Some Thoughts from Outgoing ArtSage
Executive Director Tammy Hauser
BLUE SKY THINKING : ARTS, CULTURE & ENTERTAINMENT CONSULTANTS
As Executive Director Tammy Hauser prepares to leave ArtSage June 30 to continue work with Blue Sky Thinking, her consulting firm for nonprofit arts, culture and entertainment clients, she reflects on a few of the changes over the past three years:
When Pat Samples, co-founder of the MN Creative Arts and Aging Network (MNCAAN) called me in 2012 to create a business plan, I could not foresee the impact that this small grassroots organization would have on the field three years later. Who knew that a call for a business plan would launch a creative aging movement?
We began the change process with an organizational audit and conducted interviews with clients, colleagues, funders and local and national experts. As we began to understand the ecology, players, and programs in the field of arts and aging, we realized that what was lacking in Minnesota was an umbrella organization that could connect people working in arts and aging, convene them so that they might to learn from each other—and seed a movement of shared best practices.
ArtSage could catalyze the arts and aging community, developing high-quality arts programming that would increase the number of trained teaching artists delivering arts experiences to older adults and expanding the desire for that programming—at senior housing, care facilities and community organizations serving older adults. We envisioned our new role as systems-wide change agent rather than simply a competing program provider.

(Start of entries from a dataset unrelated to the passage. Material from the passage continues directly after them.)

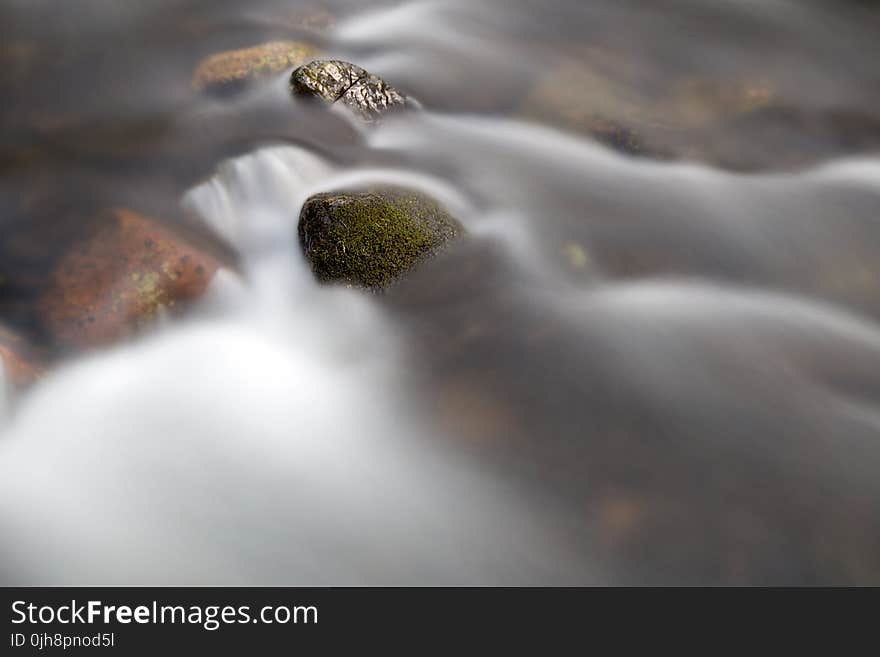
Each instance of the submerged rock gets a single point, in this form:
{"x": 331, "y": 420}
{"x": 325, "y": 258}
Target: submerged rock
{"x": 367, "y": 95}
{"x": 231, "y": 71}
{"x": 370, "y": 238}
{"x": 119, "y": 278}
{"x": 20, "y": 365}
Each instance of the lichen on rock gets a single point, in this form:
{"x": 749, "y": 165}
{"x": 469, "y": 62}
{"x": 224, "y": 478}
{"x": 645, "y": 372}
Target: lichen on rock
{"x": 232, "y": 70}
{"x": 118, "y": 278}
{"x": 371, "y": 238}
{"x": 367, "y": 95}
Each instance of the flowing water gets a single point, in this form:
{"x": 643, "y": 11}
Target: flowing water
{"x": 654, "y": 359}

We came up with a new name, ArtSage, created a beautiful logo, branding templates, website, and language to describe who we were and what we wanted to do, and we worked to maintain this new brand identity across all communications and marketing channels.
With generous funding from two key partners, the Minnesota State Arts Board and Aroha Philanthropies, we were able to launch a three-year Teaching Artist Training Initiative that also served arts organization teams, and included community engagement workshops we called “Intro to Arts & Aging.” Aroha Philanthropies also provided operating support, which paid for our consulting fees as a virtual management team for the newly relaunched nonprofit.
As our training became better known, ArtSage became a nationally-recognized leader in the arts and aging field. All of our training is based on an interdisciplinary model that uses all modes of learning (sensory, kinetic, experiential and memory-based). There is no other program like it, which also combines mentorship, in-person and online training, self-guided workbook, a Showcase marketing opportunity for artists, plus site visits and teaching practicums.
In addition to raising more than $677,000 to support arts and aging development in Minnesota over the past three years, Blue Sky Thinking team members and ArtSage presenters have also:
- Trained 106 teaching artists
- Trained 24 arts organizations
- Delivered 10 Intro to Aging Workshops serving 1,000 people across Minnesota
- Hosted 2 Annual Arts & Aging Conferences
- Found, hired & managed 25 contractors, trainers and presenters
- Recreated a Membership program, growing it to 80+
- Rebranded MNCAAN to ArtSage, including name, logo, website, graphics, and all communications and marketing materials
- Developed all ArtSage financial, operational systems and processes
- Grown the ArtSage database from 700 to 7,500 contacts
- Issued 7 Newsletters & 9 Issues Briefs
- Produced 2 ArtSage videos
- Created branded program brochures and marketing pieces
- Represented ArtSage at 7 state and national conferences
As I look back over our accomplishments of the past three years, I must thank all of the wonderful artists who embraced the ArtSage ideal of healthy aging through the arts: Jeanie Brindley-Barnett of MacPhail Center for Music, who became Lead Mentor and helped to develop the training program and our workshops in collaboration with several other key mentors and partners: Andrea Lewandoski, Joey Clark, Maria Genné, Jeanne Bayer, and Jane Tygesson. Over the years, additional teaching artists, mentors, arts partners, and experts joined us: Zoë Bird, Heather Bunch, Sandra Menefee Taylor, Michèle Coppin, Jim Tift, Parker Genné, Iris Shiraishi, Lucy Rose Fisher, the Alzheimer’s Poetry Project-MN, and Kairos ALIVE!, among others.
We’ve had wonderful collaborators from the national stage as well: Susan Perlstein of the National Center for Creative Aging and Elders Share the Arts, Maura O’Malley of Lifetime Arts, Gary Glazner of the Alzheimer’s Poetry Project, Anne Basting of TimeSlips, Stuart Kandell of Stagebridge Senior Theatre, Tim Carpenter of EngAGE, and Jorge Merced of Pregones Theater, to name just a few.
Huge thanks are due to Megan Buchanan, Erin Hart, and Claire Chamberlin, for helping me to manage ArtSage through many program developments and changes over the past three years.
As we turn the page on June 30, I’m sad to say goodbye to ArtSage, but excited for its next phase and grateful to have played a part in its success.